Part of her wasn’t sure if he was joking, but she read the cutting anger in his eyes well enough. She knew it had nothing to do with her. No, what had him ready to mete out the most brutal punishment was the fact that an old vampire he likely trusted to maintain order had been playing some very nasty games. Honor didn’t much care about his motivations if it got her to within killing distance of one of the creatures who had turned her into their own personal “blood pet” for two interminable months.

They pulled up to the gates of an estate in Englewood Cliffs just as dawn was streaking the sky in watercolors of peach, pink, and golden blue. Dmitri had stored her laptop in the trunk of his Ferrari and put down the top. She found a welcome freedom in the crisp whip of the wind, using the time to gather her defenses, to ready herself for the thick, nauseating scent of Blood Ruby.

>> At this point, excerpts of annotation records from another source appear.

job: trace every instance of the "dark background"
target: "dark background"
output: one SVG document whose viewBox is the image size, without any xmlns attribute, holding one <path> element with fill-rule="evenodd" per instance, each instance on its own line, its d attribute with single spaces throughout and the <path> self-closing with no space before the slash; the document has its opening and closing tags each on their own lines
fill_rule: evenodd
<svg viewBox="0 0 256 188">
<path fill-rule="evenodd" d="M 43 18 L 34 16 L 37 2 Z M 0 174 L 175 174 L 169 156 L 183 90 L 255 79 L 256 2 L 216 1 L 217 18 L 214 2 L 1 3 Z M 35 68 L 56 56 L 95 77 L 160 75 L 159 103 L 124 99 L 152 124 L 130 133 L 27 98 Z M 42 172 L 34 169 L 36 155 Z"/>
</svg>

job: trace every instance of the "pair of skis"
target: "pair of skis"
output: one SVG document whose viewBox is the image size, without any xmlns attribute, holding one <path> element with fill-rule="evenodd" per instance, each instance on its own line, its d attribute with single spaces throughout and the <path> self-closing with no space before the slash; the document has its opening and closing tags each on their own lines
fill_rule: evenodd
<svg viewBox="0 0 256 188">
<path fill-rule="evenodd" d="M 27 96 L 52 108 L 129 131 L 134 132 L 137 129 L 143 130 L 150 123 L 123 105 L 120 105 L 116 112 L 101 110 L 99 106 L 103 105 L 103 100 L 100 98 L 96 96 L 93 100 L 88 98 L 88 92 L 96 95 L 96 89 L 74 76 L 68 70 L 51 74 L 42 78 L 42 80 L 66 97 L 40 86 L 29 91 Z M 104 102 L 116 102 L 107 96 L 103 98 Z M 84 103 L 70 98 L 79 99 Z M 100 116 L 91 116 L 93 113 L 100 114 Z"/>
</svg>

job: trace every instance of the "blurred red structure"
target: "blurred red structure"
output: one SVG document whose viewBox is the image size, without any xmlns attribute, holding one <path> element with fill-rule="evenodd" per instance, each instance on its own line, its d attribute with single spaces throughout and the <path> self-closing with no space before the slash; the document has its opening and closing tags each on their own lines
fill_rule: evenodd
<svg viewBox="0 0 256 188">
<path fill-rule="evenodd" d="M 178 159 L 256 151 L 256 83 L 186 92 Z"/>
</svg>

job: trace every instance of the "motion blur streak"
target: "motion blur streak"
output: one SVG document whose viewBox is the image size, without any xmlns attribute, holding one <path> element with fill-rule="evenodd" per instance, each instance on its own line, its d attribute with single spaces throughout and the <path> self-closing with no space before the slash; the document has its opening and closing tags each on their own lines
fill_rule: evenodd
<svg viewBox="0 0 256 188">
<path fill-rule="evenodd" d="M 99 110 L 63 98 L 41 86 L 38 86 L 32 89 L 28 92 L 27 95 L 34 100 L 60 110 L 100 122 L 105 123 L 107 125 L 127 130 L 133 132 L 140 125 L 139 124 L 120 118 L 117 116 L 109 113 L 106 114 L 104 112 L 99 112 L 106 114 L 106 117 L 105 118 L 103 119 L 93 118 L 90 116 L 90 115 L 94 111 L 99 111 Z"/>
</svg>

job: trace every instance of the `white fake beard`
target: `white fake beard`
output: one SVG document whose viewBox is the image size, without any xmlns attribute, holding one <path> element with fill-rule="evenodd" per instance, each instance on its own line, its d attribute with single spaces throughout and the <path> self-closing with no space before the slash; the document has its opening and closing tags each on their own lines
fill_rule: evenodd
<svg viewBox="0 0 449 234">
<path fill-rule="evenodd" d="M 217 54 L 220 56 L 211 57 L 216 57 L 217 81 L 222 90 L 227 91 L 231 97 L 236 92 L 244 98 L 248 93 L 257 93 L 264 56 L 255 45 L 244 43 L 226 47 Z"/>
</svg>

The gates, tall and ornate and covered with dark green ivy, swung open with stately grace the instant the guard saw the car. The drive was dappled in sun and shadow from the oak trees that lined it, and the house, when it came into view, spoke of another century—a heavy and ostentatious one. “Not a vampire who believes in moving with the times.”

“No.” Dmitri brought the car to a halt in front of the shallow steps that led up to the entrance. “In certain periods, it was the done thing to keep your ‘cattle’ within easy reach. Valeria continues to hold to that practice, though it’s come to be considered an archaic one by most of her contemporaries.”